In addition to Zika scares, the impeachment of President Dilma Rousseff and people throwing water onto the Olympic torch, the Rio de Janeiro Olympics are also facing major security concerns just a month before the start of the Olympic Games.
On Monday, police protested being unpaid for their services. A sign saying, “Welcome to Hell. Police and firefighters don’t get paid, whoever comes to Rio de Janeiro will not be safe,” was hung outside Rio’s airport for tourists and visitors to see.
“This is the most serious issue in Rio and the state is doing a terrible, horrible job,” said Rio mayor Eduardo Paes to CNN. “It’s completely failing at its work of policing and taking care of people.”
These comments occurred after Rio de Janeiro state officials issued an executive order to use emergency funds from the federal government to pay bonuses and overtime to police officers last week. Pay is expected to be distributed later this week.
For the Olympics, 85,000 additional police officers, including police from other Brazilian states and military personnel, will arrive in Rio, according to The Justice Ministry.
”(During the Games) the army, the navy, everyone is going to be here,” said Paes. “Fortunately the state will not be responsible for security during that period.”
However, some citizens are also concerned with police brutality, as death rates have increased—police officers killed 40 people in May, compared to 17 people last year, according to Amnesty International. Many of the victims were young, black men from low-income areas. State security officials have responded to these concerns by expelling officers that use excessive force and decreasing the use of heavy weapons in the police force, reports CNN.
Police are also worried about their own safety, pointing to the police departments being underfunded as cause for concern. “You encounter a drug trafficker armed with lots of ammunition and you only have only 20 bullets.
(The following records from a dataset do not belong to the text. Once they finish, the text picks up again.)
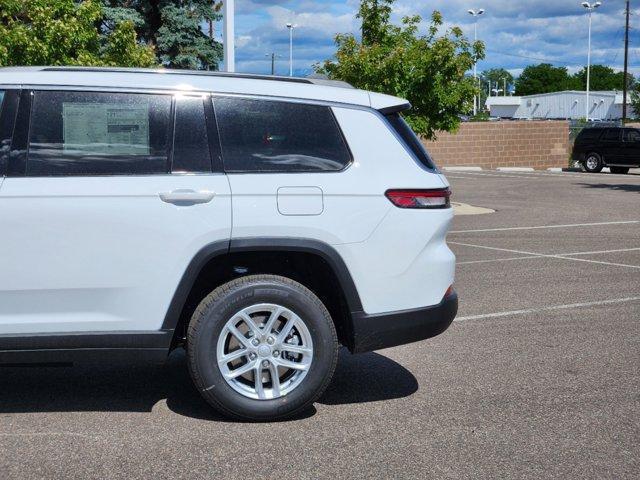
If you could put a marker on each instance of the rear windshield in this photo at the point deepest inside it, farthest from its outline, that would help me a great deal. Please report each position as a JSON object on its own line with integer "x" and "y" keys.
{"x": 410, "y": 139}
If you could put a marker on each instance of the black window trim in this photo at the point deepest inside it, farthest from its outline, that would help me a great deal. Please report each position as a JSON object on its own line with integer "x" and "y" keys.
{"x": 11, "y": 94}
{"x": 20, "y": 140}
{"x": 295, "y": 101}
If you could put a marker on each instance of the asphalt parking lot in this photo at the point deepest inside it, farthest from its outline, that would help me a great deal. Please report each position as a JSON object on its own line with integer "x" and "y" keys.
{"x": 539, "y": 377}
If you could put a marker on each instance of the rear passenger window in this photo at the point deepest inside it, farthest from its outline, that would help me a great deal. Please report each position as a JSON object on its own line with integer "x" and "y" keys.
{"x": 632, "y": 135}
{"x": 589, "y": 134}
{"x": 271, "y": 136}
{"x": 90, "y": 133}
{"x": 611, "y": 135}
{"x": 190, "y": 141}
{"x": 410, "y": 139}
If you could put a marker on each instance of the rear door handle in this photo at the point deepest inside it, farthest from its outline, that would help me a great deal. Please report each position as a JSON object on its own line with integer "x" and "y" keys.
{"x": 187, "y": 197}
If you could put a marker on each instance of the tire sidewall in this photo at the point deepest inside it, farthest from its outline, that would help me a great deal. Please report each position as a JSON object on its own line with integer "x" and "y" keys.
{"x": 218, "y": 313}
{"x": 598, "y": 167}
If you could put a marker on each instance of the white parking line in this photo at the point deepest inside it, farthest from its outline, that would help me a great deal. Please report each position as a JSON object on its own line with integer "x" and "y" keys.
{"x": 469, "y": 262}
{"x": 547, "y": 309}
{"x": 540, "y": 227}
{"x": 543, "y": 255}
{"x": 600, "y": 251}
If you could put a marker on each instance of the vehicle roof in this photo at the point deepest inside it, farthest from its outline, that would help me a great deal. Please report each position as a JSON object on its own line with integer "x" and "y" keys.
{"x": 191, "y": 80}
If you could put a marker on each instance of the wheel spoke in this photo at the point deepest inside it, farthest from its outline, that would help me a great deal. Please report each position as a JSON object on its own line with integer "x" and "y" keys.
{"x": 272, "y": 320}
{"x": 239, "y": 336}
{"x": 230, "y": 357}
{"x": 259, "y": 386}
{"x": 247, "y": 367}
{"x": 251, "y": 324}
{"x": 287, "y": 347}
{"x": 275, "y": 380}
{"x": 293, "y": 365}
{"x": 287, "y": 328}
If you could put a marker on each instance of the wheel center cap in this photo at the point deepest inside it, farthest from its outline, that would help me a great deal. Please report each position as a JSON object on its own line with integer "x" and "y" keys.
{"x": 264, "y": 351}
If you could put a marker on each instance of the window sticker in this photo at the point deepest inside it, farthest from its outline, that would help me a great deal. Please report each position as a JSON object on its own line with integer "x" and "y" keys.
{"x": 107, "y": 129}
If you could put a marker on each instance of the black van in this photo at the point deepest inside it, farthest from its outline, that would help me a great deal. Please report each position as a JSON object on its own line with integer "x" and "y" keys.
{"x": 614, "y": 147}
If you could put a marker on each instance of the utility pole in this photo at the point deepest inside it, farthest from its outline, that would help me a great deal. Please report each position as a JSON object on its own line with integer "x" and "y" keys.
{"x": 626, "y": 67}
{"x": 475, "y": 14}
{"x": 590, "y": 8}
{"x": 291, "y": 26}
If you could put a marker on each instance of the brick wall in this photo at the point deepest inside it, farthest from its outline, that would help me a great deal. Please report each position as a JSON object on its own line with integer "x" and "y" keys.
{"x": 537, "y": 144}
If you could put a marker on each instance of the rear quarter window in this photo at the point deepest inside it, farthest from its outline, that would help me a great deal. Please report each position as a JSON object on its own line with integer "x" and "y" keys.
{"x": 589, "y": 135}
{"x": 274, "y": 136}
{"x": 410, "y": 139}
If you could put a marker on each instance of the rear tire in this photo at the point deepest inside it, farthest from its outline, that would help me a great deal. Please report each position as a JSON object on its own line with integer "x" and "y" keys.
{"x": 622, "y": 170}
{"x": 593, "y": 163}
{"x": 259, "y": 322}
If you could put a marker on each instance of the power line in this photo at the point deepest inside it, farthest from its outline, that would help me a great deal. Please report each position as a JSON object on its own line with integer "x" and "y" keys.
{"x": 547, "y": 60}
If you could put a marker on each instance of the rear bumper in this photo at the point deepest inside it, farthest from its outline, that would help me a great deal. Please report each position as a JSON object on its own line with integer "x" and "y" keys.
{"x": 374, "y": 332}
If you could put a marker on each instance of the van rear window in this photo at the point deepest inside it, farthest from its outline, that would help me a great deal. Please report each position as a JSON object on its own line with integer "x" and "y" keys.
{"x": 410, "y": 139}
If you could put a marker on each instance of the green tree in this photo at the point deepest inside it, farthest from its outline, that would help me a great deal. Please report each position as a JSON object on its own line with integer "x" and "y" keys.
{"x": 602, "y": 78}
{"x": 174, "y": 28}
{"x": 428, "y": 70}
{"x": 544, "y": 78}
{"x": 63, "y": 32}
{"x": 634, "y": 100}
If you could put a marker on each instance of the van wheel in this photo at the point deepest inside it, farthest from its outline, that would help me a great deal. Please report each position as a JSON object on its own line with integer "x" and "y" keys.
{"x": 622, "y": 170}
{"x": 593, "y": 163}
{"x": 261, "y": 347}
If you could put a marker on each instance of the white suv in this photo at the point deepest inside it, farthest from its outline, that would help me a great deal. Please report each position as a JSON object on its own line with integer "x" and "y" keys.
{"x": 259, "y": 222}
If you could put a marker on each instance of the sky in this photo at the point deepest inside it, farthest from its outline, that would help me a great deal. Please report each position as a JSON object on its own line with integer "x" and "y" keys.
{"x": 516, "y": 33}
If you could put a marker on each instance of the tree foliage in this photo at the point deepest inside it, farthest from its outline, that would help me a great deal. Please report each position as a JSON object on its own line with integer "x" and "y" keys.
{"x": 173, "y": 27}
{"x": 63, "y": 32}
{"x": 429, "y": 70}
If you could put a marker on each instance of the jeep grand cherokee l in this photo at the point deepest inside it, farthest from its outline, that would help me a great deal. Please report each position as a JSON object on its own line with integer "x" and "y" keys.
{"x": 258, "y": 222}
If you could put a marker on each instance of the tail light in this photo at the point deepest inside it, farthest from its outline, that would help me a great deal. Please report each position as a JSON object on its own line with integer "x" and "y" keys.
{"x": 432, "y": 198}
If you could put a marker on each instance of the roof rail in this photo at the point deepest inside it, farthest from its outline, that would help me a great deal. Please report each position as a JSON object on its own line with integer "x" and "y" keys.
{"x": 161, "y": 71}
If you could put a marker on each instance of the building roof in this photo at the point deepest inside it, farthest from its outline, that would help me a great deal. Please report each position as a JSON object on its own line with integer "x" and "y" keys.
{"x": 511, "y": 101}
{"x": 189, "y": 80}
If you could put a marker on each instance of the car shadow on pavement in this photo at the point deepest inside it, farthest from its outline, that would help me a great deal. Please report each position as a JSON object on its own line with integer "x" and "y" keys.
{"x": 142, "y": 388}
{"x": 618, "y": 187}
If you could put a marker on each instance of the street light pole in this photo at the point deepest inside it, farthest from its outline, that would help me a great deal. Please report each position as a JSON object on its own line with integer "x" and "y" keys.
{"x": 626, "y": 66}
{"x": 590, "y": 8}
{"x": 273, "y": 61}
{"x": 476, "y": 14}
{"x": 229, "y": 35}
{"x": 290, "y": 26}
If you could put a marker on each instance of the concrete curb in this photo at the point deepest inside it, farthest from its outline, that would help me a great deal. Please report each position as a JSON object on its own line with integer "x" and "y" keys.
{"x": 462, "y": 169}
{"x": 515, "y": 169}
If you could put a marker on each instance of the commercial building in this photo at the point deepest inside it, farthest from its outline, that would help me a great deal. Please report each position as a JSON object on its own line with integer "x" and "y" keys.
{"x": 570, "y": 104}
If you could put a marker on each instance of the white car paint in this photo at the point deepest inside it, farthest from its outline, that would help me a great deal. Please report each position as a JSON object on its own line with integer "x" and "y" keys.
{"x": 100, "y": 253}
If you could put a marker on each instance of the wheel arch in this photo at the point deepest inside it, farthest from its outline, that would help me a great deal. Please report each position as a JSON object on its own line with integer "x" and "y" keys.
{"x": 224, "y": 257}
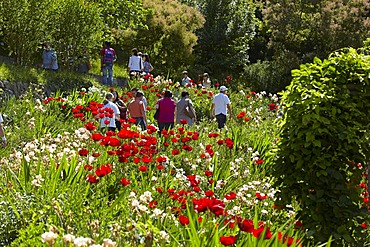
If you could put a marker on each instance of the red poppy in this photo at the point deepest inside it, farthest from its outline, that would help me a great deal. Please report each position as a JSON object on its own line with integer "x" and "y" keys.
{"x": 103, "y": 170}
{"x": 92, "y": 179}
{"x": 114, "y": 142}
{"x": 230, "y": 196}
{"x": 90, "y": 126}
{"x": 227, "y": 240}
{"x": 258, "y": 232}
{"x": 143, "y": 168}
{"x": 97, "y": 136}
{"x": 183, "y": 121}
{"x": 183, "y": 220}
{"x": 209, "y": 193}
{"x": 125, "y": 181}
{"x": 88, "y": 167}
{"x": 246, "y": 226}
It is absurd,” an anonymous police officer told CNN. Others have raised concerns of Rio’s police mainly being used to protect tourist-heavy areas, rather than poorer areas run by gangs.
State officials and Olympics representatives alike have tried to dispel concerns over safety by reassuring citizens and tourists that Rio is safe.
“We are ready to start the games,” said Carlos Arthur Nuzman, president of the Rio 2016 Organizing Committee. “They will be a maximum success in this beautiful city of ours.”